The other two are Terry Bradshaw and Joe Montana.
There were plenty of times in the last decade when Brady must have wondered if he would ever win his fourth Super Bowl ring. In fact, he did get a couple of opportunities in the last 10 years, but the Patriots lost both to the New York Giants.
Brady has now played in six Super Bowls, more than any other quarterback. But the gap between his most recent victory and his triumph last Sunday was almost exactly 10 years.
Ten years ago today, the Patriots took on the Philadelphia Eagles in Super Bowl XXXIX in Alltel Stadium in Jacksonville, Florida. It was New England's third appearance in four years.
The Eagles were playing in a Super Bowl for the first time in a quarter of a century. The Patriots were back after being absent from the big game the year before.
Brady had a good game, completing 23 of 33 passes for 236 yards and two touchdowns, but he wasn't named the MVP. That went to receiver Deion Branch, who caught 11 of those passes for 133 yards.
It may have been the most consistently close Super Bowl ever played. Neither team scored in the first quarter, and both teams managed to score a touchdown in the second and third quarters. Heading into the fourth quarter, it was 14–14.
The fourth quarter began with the Patriots marching downfield. The drive began at their own 34 with 3:35 left in the third quarter and concluded at the 13:49 mark of the fourth quarter with Corey Dillon scoring a touchdown from two yards out. Dillon was in his first season with the Patriots after seven fruitless years in Cincinnati, and he led all rushers in this, his only Super Bowl appearance, on this day 10 years ago.
New England padded the lead a few minutes later with Adam Vinatieri's 22–yard field goal.
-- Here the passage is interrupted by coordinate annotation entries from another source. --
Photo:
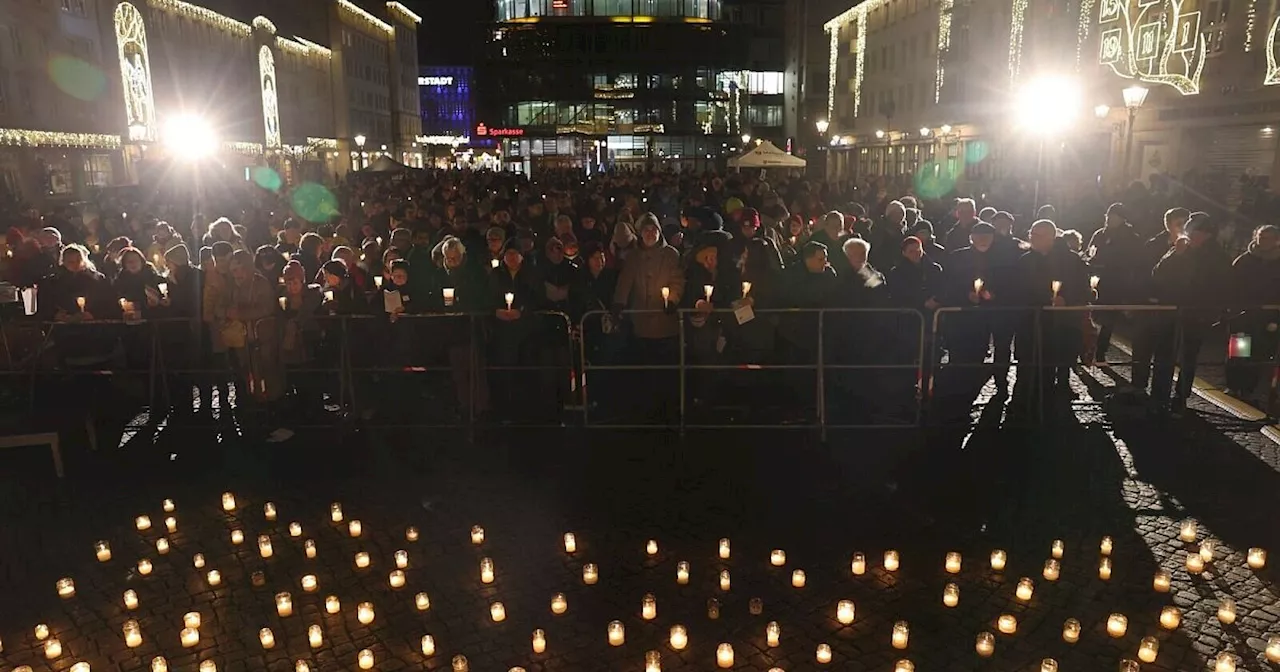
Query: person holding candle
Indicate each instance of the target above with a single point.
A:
(1196, 277)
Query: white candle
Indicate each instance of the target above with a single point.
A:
(950, 595)
(284, 604)
(679, 638)
(1025, 586)
(649, 607)
(1118, 625)
(132, 634)
(901, 634)
(725, 656)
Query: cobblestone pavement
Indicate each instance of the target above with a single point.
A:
(1105, 471)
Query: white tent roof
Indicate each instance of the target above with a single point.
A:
(766, 155)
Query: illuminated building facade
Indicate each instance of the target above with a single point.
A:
(598, 83)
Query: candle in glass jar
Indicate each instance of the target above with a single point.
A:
(901, 632)
(1118, 625)
(1226, 611)
(950, 595)
(1006, 624)
(1025, 586)
(725, 656)
(986, 644)
(132, 634)
(1148, 649)
(649, 607)
(679, 638)
(1170, 617)
(1070, 631)
(1188, 530)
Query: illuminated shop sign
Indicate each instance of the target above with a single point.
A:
(483, 131)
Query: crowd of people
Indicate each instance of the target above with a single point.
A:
(644, 269)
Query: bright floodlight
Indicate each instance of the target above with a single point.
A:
(190, 137)
(1048, 104)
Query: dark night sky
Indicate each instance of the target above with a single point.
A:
(453, 31)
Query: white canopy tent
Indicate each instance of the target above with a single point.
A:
(766, 155)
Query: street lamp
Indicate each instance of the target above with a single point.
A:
(1133, 99)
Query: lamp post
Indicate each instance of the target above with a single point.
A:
(1133, 99)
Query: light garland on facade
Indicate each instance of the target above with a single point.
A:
(1015, 40)
(351, 8)
(396, 8)
(205, 16)
(19, 137)
(264, 23)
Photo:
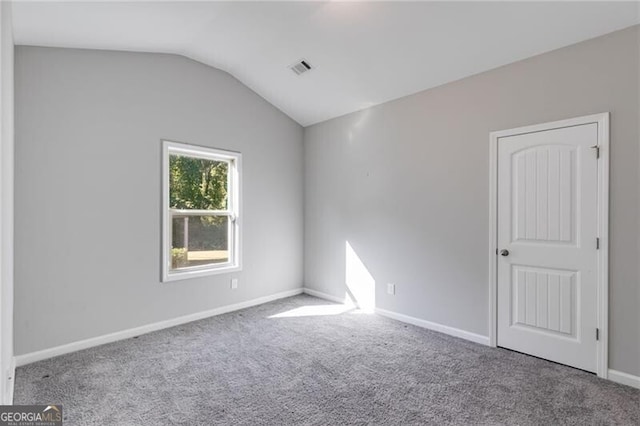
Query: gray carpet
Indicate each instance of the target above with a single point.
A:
(245, 368)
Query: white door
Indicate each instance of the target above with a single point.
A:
(547, 247)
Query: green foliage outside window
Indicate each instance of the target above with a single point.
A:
(198, 184)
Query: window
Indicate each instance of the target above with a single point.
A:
(201, 218)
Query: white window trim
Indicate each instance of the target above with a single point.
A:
(234, 211)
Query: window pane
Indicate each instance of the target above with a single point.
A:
(199, 240)
(197, 183)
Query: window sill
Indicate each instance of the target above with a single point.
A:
(196, 273)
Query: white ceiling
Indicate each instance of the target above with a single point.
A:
(363, 53)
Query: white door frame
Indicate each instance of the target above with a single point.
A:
(602, 310)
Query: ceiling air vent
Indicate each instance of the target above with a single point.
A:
(300, 67)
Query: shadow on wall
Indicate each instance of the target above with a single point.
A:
(360, 284)
(360, 292)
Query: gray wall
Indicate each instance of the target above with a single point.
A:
(88, 168)
(406, 184)
(6, 201)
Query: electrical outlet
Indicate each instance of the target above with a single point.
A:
(391, 288)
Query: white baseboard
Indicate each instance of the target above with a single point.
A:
(6, 397)
(456, 332)
(29, 358)
(315, 293)
(624, 378)
(12, 381)
(477, 338)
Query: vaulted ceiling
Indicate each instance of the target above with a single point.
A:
(361, 53)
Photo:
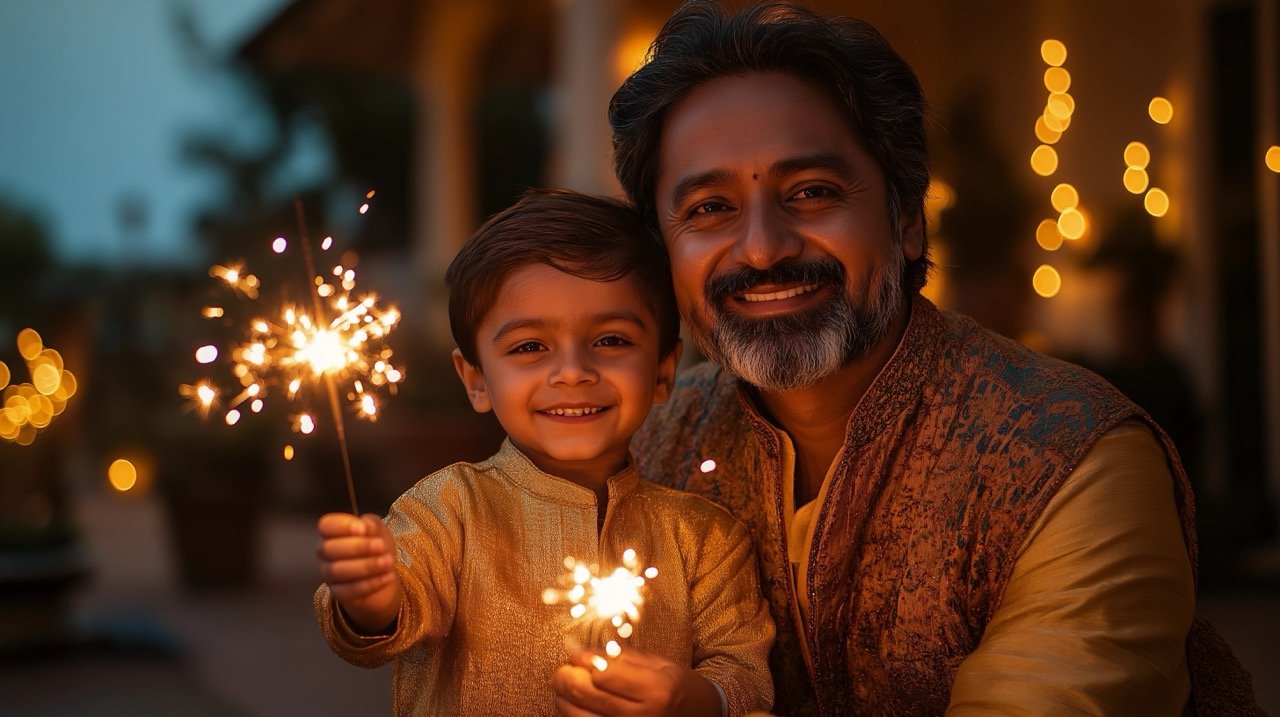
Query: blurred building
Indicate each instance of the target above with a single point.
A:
(1179, 304)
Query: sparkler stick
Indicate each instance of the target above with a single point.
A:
(599, 603)
(305, 347)
(328, 377)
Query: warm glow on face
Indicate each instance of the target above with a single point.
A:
(1046, 281)
(1072, 224)
(1043, 160)
(1136, 181)
(631, 53)
(1064, 197)
(1156, 201)
(1054, 53)
(122, 474)
(1047, 236)
(1161, 110)
(1137, 155)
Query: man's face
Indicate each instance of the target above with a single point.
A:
(785, 259)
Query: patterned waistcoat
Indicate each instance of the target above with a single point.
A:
(949, 460)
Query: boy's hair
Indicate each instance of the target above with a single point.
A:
(590, 237)
(848, 58)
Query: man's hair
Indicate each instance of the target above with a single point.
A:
(845, 56)
(590, 237)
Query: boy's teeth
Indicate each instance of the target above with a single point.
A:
(781, 295)
(572, 411)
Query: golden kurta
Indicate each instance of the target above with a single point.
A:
(478, 543)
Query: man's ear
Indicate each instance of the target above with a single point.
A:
(912, 229)
(667, 373)
(472, 379)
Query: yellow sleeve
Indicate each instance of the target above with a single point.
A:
(1096, 612)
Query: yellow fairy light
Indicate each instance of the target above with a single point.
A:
(1054, 53)
(1045, 133)
(27, 409)
(1047, 236)
(122, 474)
(1156, 201)
(1057, 80)
(1060, 105)
(1072, 223)
(1161, 110)
(1137, 155)
(1136, 179)
(1064, 197)
(1046, 281)
(1043, 160)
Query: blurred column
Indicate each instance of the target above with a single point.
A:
(586, 36)
(1269, 228)
(451, 37)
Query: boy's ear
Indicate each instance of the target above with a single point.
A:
(912, 229)
(667, 373)
(472, 379)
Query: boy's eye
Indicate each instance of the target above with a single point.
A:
(526, 347)
(612, 341)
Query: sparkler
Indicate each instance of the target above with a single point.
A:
(599, 603)
(337, 339)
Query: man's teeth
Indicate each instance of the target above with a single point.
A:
(574, 411)
(781, 295)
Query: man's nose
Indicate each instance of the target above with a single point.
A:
(767, 236)
(574, 365)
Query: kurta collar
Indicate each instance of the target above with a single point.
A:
(895, 388)
(516, 465)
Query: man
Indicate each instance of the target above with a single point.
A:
(946, 520)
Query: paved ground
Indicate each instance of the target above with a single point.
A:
(154, 648)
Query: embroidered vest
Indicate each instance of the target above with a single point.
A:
(949, 460)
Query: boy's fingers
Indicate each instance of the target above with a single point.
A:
(346, 548)
(355, 570)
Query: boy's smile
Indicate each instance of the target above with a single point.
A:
(571, 368)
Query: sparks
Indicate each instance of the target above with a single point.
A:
(599, 603)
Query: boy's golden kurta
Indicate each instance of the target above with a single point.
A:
(476, 546)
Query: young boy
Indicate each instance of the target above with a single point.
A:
(566, 327)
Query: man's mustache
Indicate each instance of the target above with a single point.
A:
(786, 272)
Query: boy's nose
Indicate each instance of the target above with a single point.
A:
(766, 236)
(574, 368)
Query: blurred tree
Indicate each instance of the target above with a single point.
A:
(986, 231)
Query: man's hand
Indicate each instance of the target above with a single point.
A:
(357, 561)
(634, 683)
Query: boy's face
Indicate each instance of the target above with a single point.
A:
(571, 368)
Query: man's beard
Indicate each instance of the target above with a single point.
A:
(796, 350)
Nearly midway through the final period, one of the teams finally had a two–score lead, but it wouldn't last. Eagles quarterback Donovan McNabb led Philadelphia downfield for a touchdown with just under two minutes to play, and the Eagles were within a field goal of tying the game and sending it to overtime.
But New England recovered the onside kick and went on to claim its third Super Bowl title.
Dillon was on the winning side, and that is almost always where you'll find the Super Bowl MVPs. (Chuck Howley of the Dallas Cowboys took home the MVP in spite of losing Super Bowl V to the Baltimore Colts, but he is the only exception to the rule.)
That being the case, it is only natural to wonder who would have been the MVP if the Eagles had won.
McNabb is as likely a candidate as any. He completed almost as many passes as Brady did (30 of 51) for 357 yards and three touchdowns. But he also threw three interceptions, two of which came on New England's side of the field.
Try as he might, McNabb just couldn't lift the Eagles past the Patriots. They lost by three points — just as the Rams and Panthers did before them. By comparison, last Sunday's four–point win over the Seahawks was a breeze.
Actually, in the Tom Brady era, the Patriots have played in six Super Bowls, and each was decided by less than a touchdown. New England's two losses to the New York Giants were by four points or less.